Trois constats surgissent rapidement à la lecture du rapport. Premièrement, la communauté francophone et acadienne voit son poids politique diminué à l’Assemblée législative, et ce, tant au niveau des régions rurales que des régions plus urbaines. En deuxième lieu, le critère de la langue n’a pas été un facteur déterminant dans l’analyse menant au redécoupage de la carte, ce qui est pourtant une obligation de la loi afin d’assurer la représentation effective des communautés linguistiques française et anglaise. À cet égard, on ne retrouve aucune donnée dans le rapport préliminaire quant au pourcentage que représentent les communautés francophones et anglophones dans les nouvelles circonscriptions. Finalement, des municipalités et des DSL se retrouvent dans des circonscriptions avec lesquelles elles ne partagent peu ou pas d’affinités et qui ne forment donc pas de véritables communautés d’intérêts. Une fois de plus, cette situation va à l’encontre du principe de la représentation effective prévu dans la loi et garantit par l’article 3 de la Charte canadienne des droits et libertés.

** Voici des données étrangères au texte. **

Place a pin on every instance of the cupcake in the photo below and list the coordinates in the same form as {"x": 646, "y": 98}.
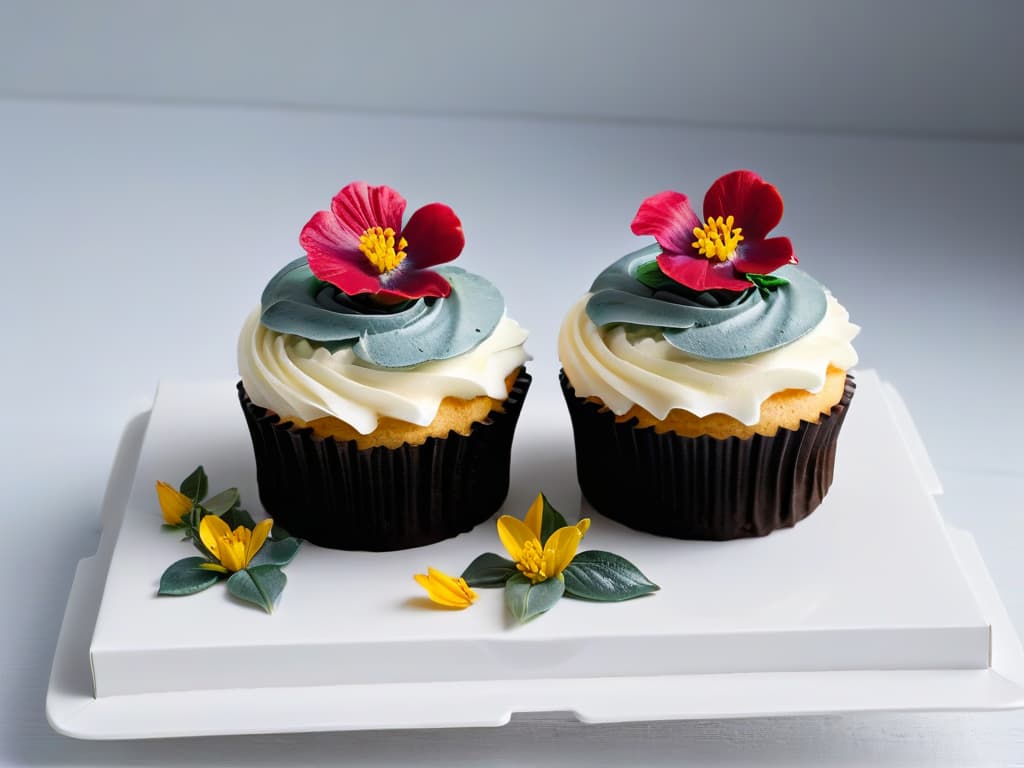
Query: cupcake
{"x": 381, "y": 394}
{"x": 706, "y": 376}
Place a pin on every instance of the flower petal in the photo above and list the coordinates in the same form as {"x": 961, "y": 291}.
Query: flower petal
{"x": 414, "y": 284}
{"x": 670, "y": 218}
{"x": 764, "y": 256}
{"x": 560, "y": 550}
{"x": 455, "y": 588}
{"x": 173, "y": 504}
{"x": 359, "y": 207}
{"x": 433, "y": 235}
{"x": 535, "y": 516}
{"x": 445, "y": 590}
{"x": 260, "y": 532}
{"x": 354, "y": 276}
{"x": 756, "y": 204}
{"x": 700, "y": 273}
{"x": 212, "y": 530}
{"x": 325, "y": 236}
{"x": 514, "y": 535}
{"x": 232, "y": 549}
{"x": 216, "y": 566}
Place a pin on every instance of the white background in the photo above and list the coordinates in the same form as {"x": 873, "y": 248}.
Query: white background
{"x": 158, "y": 161}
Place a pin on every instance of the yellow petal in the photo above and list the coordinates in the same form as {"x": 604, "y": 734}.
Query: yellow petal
{"x": 454, "y": 588}
{"x": 232, "y": 549}
{"x": 560, "y": 550}
{"x": 514, "y": 534}
{"x": 173, "y": 504}
{"x": 259, "y": 535}
{"x": 213, "y": 566}
{"x": 445, "y": 590}
{"x": 535, "y": 516}
{"x": 211, "y": 530}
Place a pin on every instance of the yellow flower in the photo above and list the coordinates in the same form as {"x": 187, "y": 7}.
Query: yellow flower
{"x": 445, "y": 590}
{"x": 522, "y": 540}
{"x": 233, "y": 549}
{"x": 173, "y": 504}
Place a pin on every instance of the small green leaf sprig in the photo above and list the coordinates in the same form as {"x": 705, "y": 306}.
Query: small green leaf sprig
{"x": 250, "y": 555}
{"x": 650, "y": 274}
{"x": 545, "y": 565}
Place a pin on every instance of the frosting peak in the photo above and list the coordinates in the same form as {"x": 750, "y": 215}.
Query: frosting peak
{"x": 296, "y": 378}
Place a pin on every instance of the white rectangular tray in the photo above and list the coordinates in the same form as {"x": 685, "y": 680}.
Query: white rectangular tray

« Nous avions exprimé nos craintes, il y a quelques mois déjà, et nous constatons aujourd’hui qu’elles étaient fondées. La loi très restrictive qui a été imposée à la Commission est certainement la principale responsable. Mais en plus de cela, la Commission a fait fi de plusieurs principes fondamentaux qui auraient dû normalement orienter son travail et elle n’a pas utilisé toute la marge de manœuvre dont elle disposait pour atteindre une véritable représentation effective. C’est plutôt le principe de la parité électorale (une personne, un vote) qui a guidé son travail et le fait que 80 % des nouvelles circonscriptions ont moins de 2% d’écart au quotient électoral le confirme. Un vrai gâchis. Il n’y a pas d'autre mot pour qualifier ce qui est sur la table, c’est un véritable gâchis » a déclaré le président de l’AFMNB, monsieur Roger Doiron.

Les propos de M. Doiron trouvent écho à la direction générale de la SANB. « En plus d’être un changement drastique de ce que l’on connaissait comme représentation de la communauté francophone et acadienne à l’échelle provinciale, la Commission n’accorde pratiquement pas d’importance au critère de la langue alors que ça doit être un facteur essentiel qui doit être considéré dans une province comme la nôtre. La Commission devra assurément refaire ses devoirs en conséquence et en tenir compte sinon, il faudra commencer à se demander si la carte proposée

résisterait au test des tribunaux et ne violerait pas l’article 3 de la Charte », a affirmé le directeur général de la SANB, M. Bruno Godin.

Tant du côté de l’AFMNB et la SANB, on consultera ses membres dans les prochaines semaines et on cherchera à mieux comprendre les impacts de ce qui est proposé. Les deux organismes feront connaitre leur point de vue respectif suite à cela lors des prochaines audiences publiques de la Commission qui débuteront en février.